Als Demonstration der Stärke von Computern ist ein bestimmtes Ereignis besonders groß in den Medien angepriesen worden. Im letzten Jahr besiegte ein Computer den momentan besten Go-Spieler der Welt. Dieses Spiel ist wesentlich komplexer als Schach und bietet so viele mögliche Spielzüge, dass selbst Profis mal aus dem Bauch heraus entscheiden müssen. Und die besten Rechenkapazitäten nicht ausreichen würden, alle Möglichkeiten miteinzubeziehen. Die Software entwickelte im Training gegen sich selbst Taktiken, die nie zuvor gesehen wurden und ließ den menschlichen Widersacher ganz schön blöd dastehen. „Wie zum Teufel hat dieses Teil das gemacht?“, wäre wohl als Frage an die Entwickler angebracht. Ironischerweise aber waren es die Entwickler selbst, die den Go-Spieler fragten, wieso ihr System so gehandelt haben könnte. Denn was genau sich in den Schichten des neuronalen Netzes abgespielt hat, das weiß keiner. Eine sogenannte „Black Box“. Bedeutet: Man kennt Input und Output, dazwischen tappt man im Dunkeln.
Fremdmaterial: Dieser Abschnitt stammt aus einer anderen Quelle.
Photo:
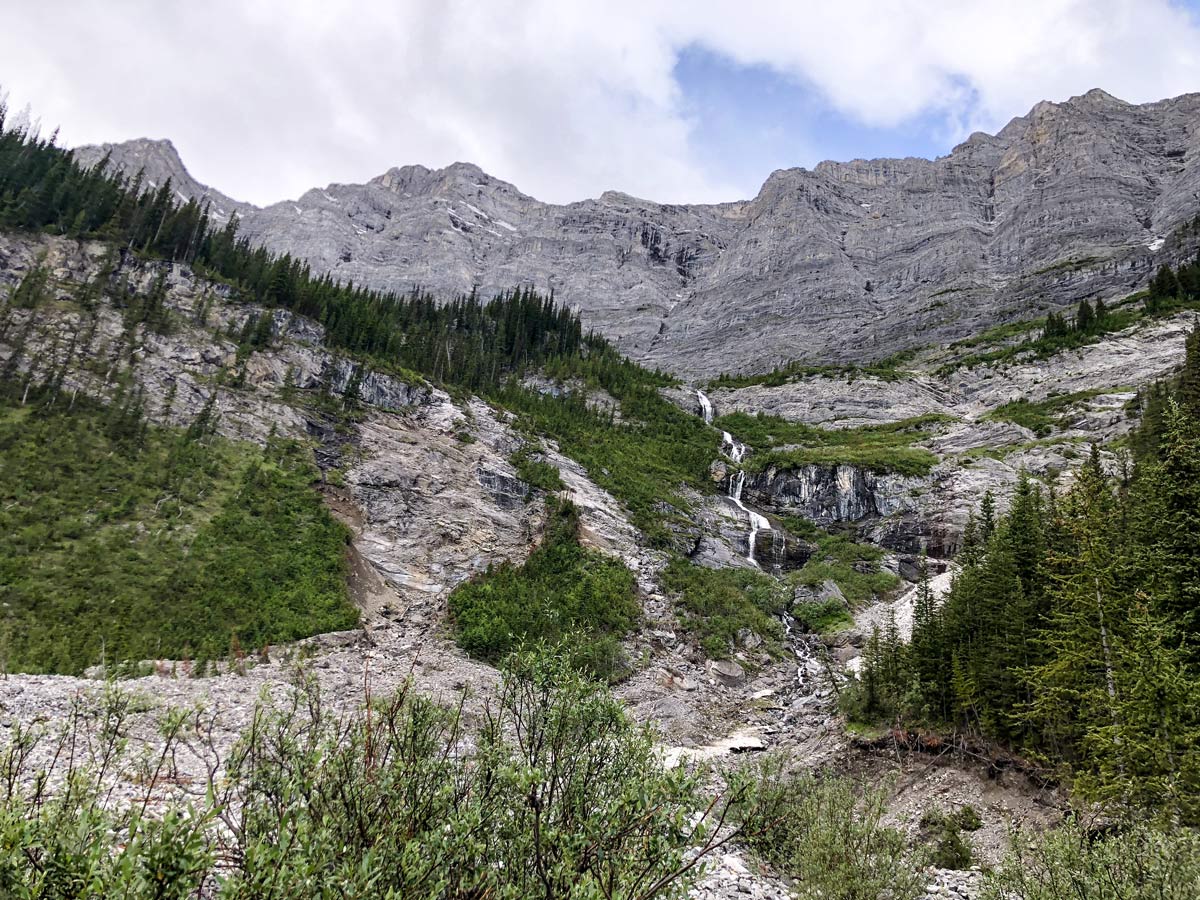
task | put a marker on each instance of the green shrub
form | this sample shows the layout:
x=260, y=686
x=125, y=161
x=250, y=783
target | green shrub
x=1135, y=862
x=855, y=568
x=826, y=832
x=823, y=617
x=718, y=605
x=943, y=833
x=562, y=589
x=786, y=444
x=556, y=793
x=127, y=541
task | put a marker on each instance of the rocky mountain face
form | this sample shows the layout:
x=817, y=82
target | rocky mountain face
x=841, y=263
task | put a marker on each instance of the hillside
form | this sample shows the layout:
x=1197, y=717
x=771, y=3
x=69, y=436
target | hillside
x=847, y=262
x=856, y=599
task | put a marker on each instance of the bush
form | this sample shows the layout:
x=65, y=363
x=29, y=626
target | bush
x=561, y=591
x=1138, y=862
x=951, y=850
x=827, y=833
x=877, y=448
x=129, y=541
x=720, y=605
x=556, y=793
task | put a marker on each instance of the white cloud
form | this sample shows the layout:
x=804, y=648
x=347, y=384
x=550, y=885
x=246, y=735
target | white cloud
x=268, y=97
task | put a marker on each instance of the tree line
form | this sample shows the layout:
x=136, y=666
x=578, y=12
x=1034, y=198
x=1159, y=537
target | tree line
x=467, y=342
x=1073, y=629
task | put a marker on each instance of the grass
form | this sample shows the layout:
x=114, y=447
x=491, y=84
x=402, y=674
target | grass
x=889, y=370
x=1045, y=415
x=125, y=541
x=877, y=448
x=561, y=592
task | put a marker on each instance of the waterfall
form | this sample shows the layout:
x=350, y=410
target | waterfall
x=737, y=453
x=757, y=521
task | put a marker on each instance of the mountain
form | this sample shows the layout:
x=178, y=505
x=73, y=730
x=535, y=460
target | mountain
x=850, y=261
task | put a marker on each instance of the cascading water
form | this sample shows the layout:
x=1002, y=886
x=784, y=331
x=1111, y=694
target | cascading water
x=757, y=521
x=737, y=453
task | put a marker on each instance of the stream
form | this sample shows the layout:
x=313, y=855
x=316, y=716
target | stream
x=737, y=451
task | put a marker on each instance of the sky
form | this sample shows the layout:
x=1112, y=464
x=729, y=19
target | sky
x=673, y=101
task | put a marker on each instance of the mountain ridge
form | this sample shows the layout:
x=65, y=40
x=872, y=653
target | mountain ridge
x=847, y=262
90 von 100 führenden KI-Experten weltweit meinen bis 2070 haben Maschinen den Menschen in allen kognitiven Vorgängen übertroffen. Ab dem theoretischen Zeitpunkt der technologischen Singularität, also dem Moment, in dem Maschinen menschliche Intelligenz einholen und an ihr vorbeirasen, können die Denkschritte der KI unmöglich nachvollzogen werden. Der Mensch müsste nichts mehr erfinden oder erarbeiten. Der Computer übernimmt die Rolle der überlegenen Intelligenz auf unserem Planeten. Ob früh oder spät, vielleicht noch in unserer Lebenszeit. Viele enthusiastische Forscher glauben an diesen Vorgang. Mit der Befürchtung, dass der Mensch auf der Strecke bleibt. Ich sagte zwar, wir sind noch viele Meilen entfernt von einer Super-Intelligenz, doch was ist heutzutage schon eine Meile?
Nun kommen wir uns doch wieder vor wie in einem Hollywood-Blockbuster. Wem das zu viel Science Fiction war, der sollte lesen:
https://www.ravolution.de/die-zukunft-braucht-keine-arbeiter/
Wer angsterfüllt den Beschluss fasst, alle technischen Geräte im Haushalt vom Strom zu trennen und diese in einem öffentlichen Protest im Garten zu verbrennen, sollte bedenken: Das Schöne an der Zukunft ist, dass man sie nicht vorhersagen kann. Oder wie es der Physiker Nils Bohr ausdrückte: “Vorhersagen sind immer schwierig – vor allem über die Zukunft.”